By Davin Faris, age 15, home-school, Frederick, Md.

The final book by the late Pulitzer Prize-winning poet Mary Oliver, “Devotions,” is nothing short of an abridged life’s work. Its contents span more than half a century, chosen by Oliver herself from 27 of her collections. Yet that scope is easy to forget; one poem follows the next with such completeness that they hardly feel separate at all, each one simply drawing focus to a different corner of the profound natural world that Oliver inhabits.

“Devotions” centers on the idea of finding answers in ordinary things, the everyday miracles that society has conditioned us to overlook. In truth, nothing Oliver writes about — from the sweetgrass to the wild geese to the dog in the snow — is insignificant. Rather, she renders it meaningful by finding such importance there. The greatest strength of Oliver’s poetry, though, is that she brings the reader into it as well. She doesn’t just recount experiences vividly; she beckons us to walk and wonder beside her. Then she asks of the reader in return, writing: “Did you feel it, in your heart, how it pertained to everything? And have you finally figured out what beauty is for? And have you changed your life?”

Oliver’s book is founded on such questions, almost accusations, that defy dismissal — after all, not answering is an answer in itself. Each pointed remark is a call for us to simply pay attention. God (or gods) may be invisible, Oliver contends, “but holiness is visible, entirely,” if only we seek it out. While the delicate imagery and starkly accurate metaphors of this collection make it a pleasure to read, it has far more substance to it. “Devotions” is a set of lessons on how to attend to the world, how to “keep some room in your heart for the unimaginable.” Its pages escort us through “the willows and the honey locust, […] the beech, the oaks and the pines,” past the thrush singing at twilight and to water that wakes our bones. It rejects all notions of separateness, superiority or rigidity. It encounters the divine in innumerable unlikely places, marked not by grandeur but by simplicity.

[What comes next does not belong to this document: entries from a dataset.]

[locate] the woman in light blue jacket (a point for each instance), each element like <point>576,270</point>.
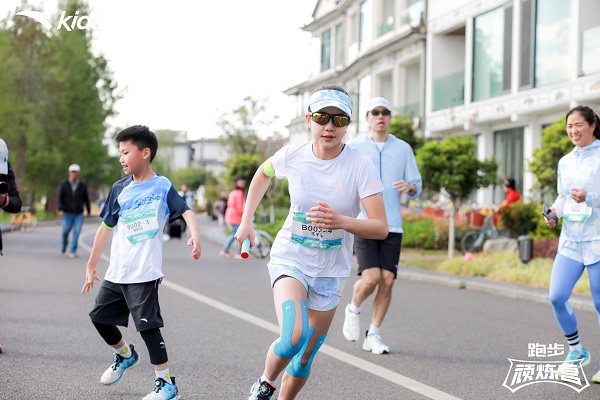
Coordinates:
<point>578,203</point>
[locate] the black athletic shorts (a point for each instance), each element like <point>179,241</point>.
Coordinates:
<point>372,253</point>
<point>115,301</point>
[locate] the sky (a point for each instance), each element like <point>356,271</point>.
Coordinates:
<point>181,64</point>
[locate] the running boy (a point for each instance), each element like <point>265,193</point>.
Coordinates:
<point>136,209</point>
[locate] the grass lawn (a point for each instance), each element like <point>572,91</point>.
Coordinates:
<point>505,267</point>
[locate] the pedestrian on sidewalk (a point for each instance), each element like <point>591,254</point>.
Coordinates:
<point>311,257</point>
<point>378,259</point>
<point>72,197</point>
<point>578,204</point>
<point>10,199</point>
<point>137,209</point>
<point>233,215</point>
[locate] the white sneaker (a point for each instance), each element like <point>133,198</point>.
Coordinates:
<point>351,328</point>
<point>374,344</point>
<point>596,377</point>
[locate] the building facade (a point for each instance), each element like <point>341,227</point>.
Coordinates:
<point>502,70</point>
<point>499,70</point>
<point>371,48</point>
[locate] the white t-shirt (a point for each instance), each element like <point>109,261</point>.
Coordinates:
<point>341,183</point>
<point>138,212</point>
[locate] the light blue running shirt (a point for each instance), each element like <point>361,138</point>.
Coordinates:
<point>138,213</point>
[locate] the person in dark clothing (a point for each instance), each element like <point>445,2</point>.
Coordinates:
<point>72,197</point>
<point>10,200</point>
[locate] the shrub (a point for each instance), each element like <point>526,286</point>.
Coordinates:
<point>521,218</point>
<point>423,232</point>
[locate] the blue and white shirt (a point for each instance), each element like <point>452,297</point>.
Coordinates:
<point>137,213</point>
<point>395,161</point>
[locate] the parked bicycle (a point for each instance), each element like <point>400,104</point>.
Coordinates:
<point>472,241</point>
<point>25,220</point>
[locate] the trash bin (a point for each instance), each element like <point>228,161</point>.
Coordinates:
<point>525,248</point>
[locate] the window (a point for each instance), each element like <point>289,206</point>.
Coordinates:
<point>412,90</point>
<point>386,20</point>
<point>589,32</point>
<point>326,50</point>
<point>492,53</point>
<point>365,33</point>
<point>339,45</point>
<point>412,13</point>
<point>384,86</point>
<point>364,95</point>
<point>552,33</point>
<point>527,43</point>
<point>508,149</point>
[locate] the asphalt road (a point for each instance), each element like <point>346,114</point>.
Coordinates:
<point>445,343</point>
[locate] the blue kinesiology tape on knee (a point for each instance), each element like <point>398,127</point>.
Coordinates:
<point>284,348</point>
<point>295,367</point>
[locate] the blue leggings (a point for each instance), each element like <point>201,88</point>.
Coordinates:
<point>231,238</point>
<point>565,274</point>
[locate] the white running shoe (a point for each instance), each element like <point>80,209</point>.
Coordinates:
<point>596,377</point>
<point>351,328</point>
<point>374,344</point>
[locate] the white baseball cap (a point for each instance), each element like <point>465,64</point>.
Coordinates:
<point>3,157</point>
<point>378,102</point>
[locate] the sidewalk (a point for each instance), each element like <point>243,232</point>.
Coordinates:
<point>216,234</point>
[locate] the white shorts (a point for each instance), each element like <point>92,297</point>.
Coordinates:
<point>587,252</point>
<point>323,294</point>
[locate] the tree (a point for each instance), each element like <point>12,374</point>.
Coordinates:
<point>244,165</point>
<point>401,126</point>
<point>452,166</point>
<point>242,127</point>
<point>61,95</point>
<point>555,145</point>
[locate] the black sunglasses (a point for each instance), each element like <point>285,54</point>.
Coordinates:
<point>338,120</point>
<point>377,112</point>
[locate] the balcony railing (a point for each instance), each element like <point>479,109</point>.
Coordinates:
<point>412,14</point>
<point>590,48</point>
<point>449,91</point>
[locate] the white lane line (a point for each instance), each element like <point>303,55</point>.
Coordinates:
<point>354,361</point>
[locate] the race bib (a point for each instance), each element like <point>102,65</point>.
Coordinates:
<point>140,226</point>
<point>576,212</point>
<point>306,234</point>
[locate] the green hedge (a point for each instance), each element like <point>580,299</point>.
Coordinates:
<point>423,232</point>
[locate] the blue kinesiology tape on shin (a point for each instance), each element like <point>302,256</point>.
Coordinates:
<point>284,348</point>
<point>295,367</point>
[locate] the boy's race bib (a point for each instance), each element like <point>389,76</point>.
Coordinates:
<point>576,212</point>
<point>140,226</point>
<point>306,234</point>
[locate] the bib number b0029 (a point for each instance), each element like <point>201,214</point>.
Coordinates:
<point>576,212</point>
<point>306,234</point>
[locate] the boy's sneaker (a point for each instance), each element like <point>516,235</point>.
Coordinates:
<point>163,390</point>
<point>114,373</point>
<point>577,359</point>
<point>596,377</point>
<point>351,328</point>
<point>261,391</point>
<point>374,344</point>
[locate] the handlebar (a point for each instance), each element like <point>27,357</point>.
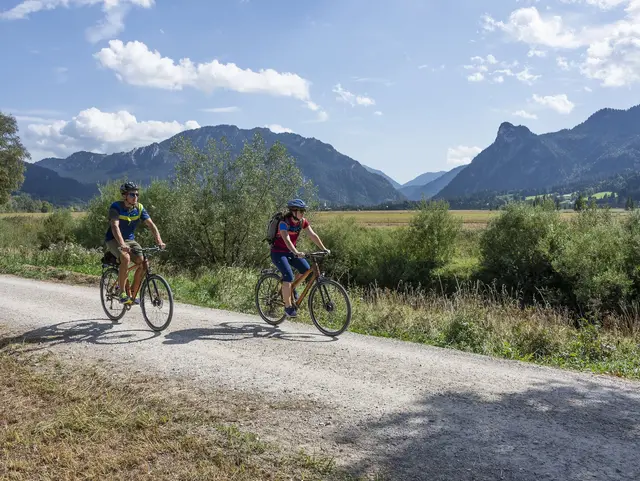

While her poems occasionally strain under their own whimsy and specificity, following the formula of her other works but lacking the same depth, “Devotions” remains, at its heart, a poignant meditation on experiencing “mysteries too marvelous to be understood.” By coupling the unanswerable with an astounding existential Gnosticism, Oliver reveals how the bare acts of living and noticing can embody prayers more powerfully than words. She urges us, with each verse, to mend the rift between ourselves and everything greater: “Love yourself,” she writes. “Then forget it. Then, love the world.”